Using Behavioral Risk Factor Surveillance System Data to Estimate the Percentage of the Population Meeting US Department of Agriculture Food Patterns Fruit and Vegetable Intake Recommendations.

Author(s): Moore LV,  Dodd KW,  Thompson FE,  Grimm KA,  Kim SA,  Scanlon KS

Journal: Am J Epidemiol

Date: 2015 Jun 15

Major Program(s) or Research Group(s): BRG

PubMed ID: 25935424

PMC ID: PMC4465876

Abstract: Most Americans do not eat enough fruits and vegetables with significant variation by state. State-level self-reported frequency of fruit and vegetable consumption is available from the Centers for Disease Control and Prevention's Behavioral Risk Factor Surveillance System (BRFSS). However, BRFSS cannot be used to directly compare states' progress toward national goals because of incongruence in units used to measure intake and because distributions from frequency data are not reflective of usual intake.

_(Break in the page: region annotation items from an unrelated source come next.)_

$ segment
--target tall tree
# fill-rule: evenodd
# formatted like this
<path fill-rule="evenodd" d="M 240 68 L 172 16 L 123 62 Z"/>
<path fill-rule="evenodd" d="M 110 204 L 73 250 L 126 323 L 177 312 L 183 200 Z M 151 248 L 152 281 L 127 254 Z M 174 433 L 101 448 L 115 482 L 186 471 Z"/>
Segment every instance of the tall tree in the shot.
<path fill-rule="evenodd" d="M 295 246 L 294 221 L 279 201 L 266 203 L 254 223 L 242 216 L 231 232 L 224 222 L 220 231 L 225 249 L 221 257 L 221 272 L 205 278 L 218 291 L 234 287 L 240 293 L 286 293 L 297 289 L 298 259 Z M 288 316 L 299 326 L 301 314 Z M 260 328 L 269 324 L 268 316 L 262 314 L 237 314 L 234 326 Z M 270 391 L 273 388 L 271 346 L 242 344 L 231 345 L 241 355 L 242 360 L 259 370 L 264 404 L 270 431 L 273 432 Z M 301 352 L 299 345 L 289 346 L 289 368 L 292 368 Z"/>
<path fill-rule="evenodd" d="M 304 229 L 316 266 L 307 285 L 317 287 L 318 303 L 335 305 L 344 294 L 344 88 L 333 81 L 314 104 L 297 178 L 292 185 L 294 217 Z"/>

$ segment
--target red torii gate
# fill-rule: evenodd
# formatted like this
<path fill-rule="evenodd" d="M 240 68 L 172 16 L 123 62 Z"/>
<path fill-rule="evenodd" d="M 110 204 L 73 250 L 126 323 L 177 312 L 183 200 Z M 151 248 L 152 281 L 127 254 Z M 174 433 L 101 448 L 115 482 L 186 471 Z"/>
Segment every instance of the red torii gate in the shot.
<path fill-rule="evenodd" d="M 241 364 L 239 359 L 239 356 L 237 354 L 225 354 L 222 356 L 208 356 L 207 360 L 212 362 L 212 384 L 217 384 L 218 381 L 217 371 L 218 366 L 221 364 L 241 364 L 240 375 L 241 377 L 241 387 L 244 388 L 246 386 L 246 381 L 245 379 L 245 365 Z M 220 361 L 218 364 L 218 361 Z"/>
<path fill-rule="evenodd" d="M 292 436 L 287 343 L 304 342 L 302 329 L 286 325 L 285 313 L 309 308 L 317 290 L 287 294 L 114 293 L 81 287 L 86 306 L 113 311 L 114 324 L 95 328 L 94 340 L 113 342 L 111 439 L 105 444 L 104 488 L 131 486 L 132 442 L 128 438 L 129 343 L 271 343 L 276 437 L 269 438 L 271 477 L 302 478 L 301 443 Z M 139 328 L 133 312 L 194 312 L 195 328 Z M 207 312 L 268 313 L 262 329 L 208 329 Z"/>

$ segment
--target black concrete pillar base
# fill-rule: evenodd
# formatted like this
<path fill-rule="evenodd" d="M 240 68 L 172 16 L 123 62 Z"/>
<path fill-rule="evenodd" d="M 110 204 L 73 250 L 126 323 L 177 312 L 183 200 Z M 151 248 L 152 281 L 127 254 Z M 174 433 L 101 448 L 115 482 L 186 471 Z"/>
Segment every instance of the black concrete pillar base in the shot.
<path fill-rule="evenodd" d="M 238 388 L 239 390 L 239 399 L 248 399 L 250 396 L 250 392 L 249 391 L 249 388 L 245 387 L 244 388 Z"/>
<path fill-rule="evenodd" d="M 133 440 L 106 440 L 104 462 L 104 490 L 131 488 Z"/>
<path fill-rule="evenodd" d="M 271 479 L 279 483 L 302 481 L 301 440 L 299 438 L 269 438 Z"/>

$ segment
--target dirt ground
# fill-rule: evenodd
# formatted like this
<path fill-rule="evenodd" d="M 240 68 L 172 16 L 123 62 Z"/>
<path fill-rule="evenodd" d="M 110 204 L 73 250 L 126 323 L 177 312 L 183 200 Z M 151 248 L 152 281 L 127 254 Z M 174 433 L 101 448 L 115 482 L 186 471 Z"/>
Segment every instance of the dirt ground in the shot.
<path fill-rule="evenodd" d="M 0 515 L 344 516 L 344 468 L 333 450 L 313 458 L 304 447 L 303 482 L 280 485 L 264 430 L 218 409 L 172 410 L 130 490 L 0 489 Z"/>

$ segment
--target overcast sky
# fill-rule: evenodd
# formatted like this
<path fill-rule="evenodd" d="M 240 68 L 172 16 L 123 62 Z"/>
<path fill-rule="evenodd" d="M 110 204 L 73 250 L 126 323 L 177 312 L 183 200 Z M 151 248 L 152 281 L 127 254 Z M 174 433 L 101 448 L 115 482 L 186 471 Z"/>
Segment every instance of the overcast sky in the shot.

To help states track progress, we developed scoring algorithms from external data and applied them to BRFSS 2011 data to estimate the percentage of each state's adult population meeting US Department of Agriculture Food Patterns fruit and vegetable intake recommendations. We used 24-hour dietary recall data from the National Health and Nutrition Examination Survey, 2007-2010, to fit sex- and age-specific models that estimate probabilities of meeting recommendations as functions of reported consumption frequency, race/ethnicity, and poverty-income ratio adjusting for intraindividual variation. Regression parameters derived from these models were applied to BRFSS to estimate the percentage meeting recommendations. We estimate that 7%-18% of state populations met fruit recommendations and 5%-12% met vegetable recommendations. Our method provides a new tool for states to track progress toward meeting dietary recommendations.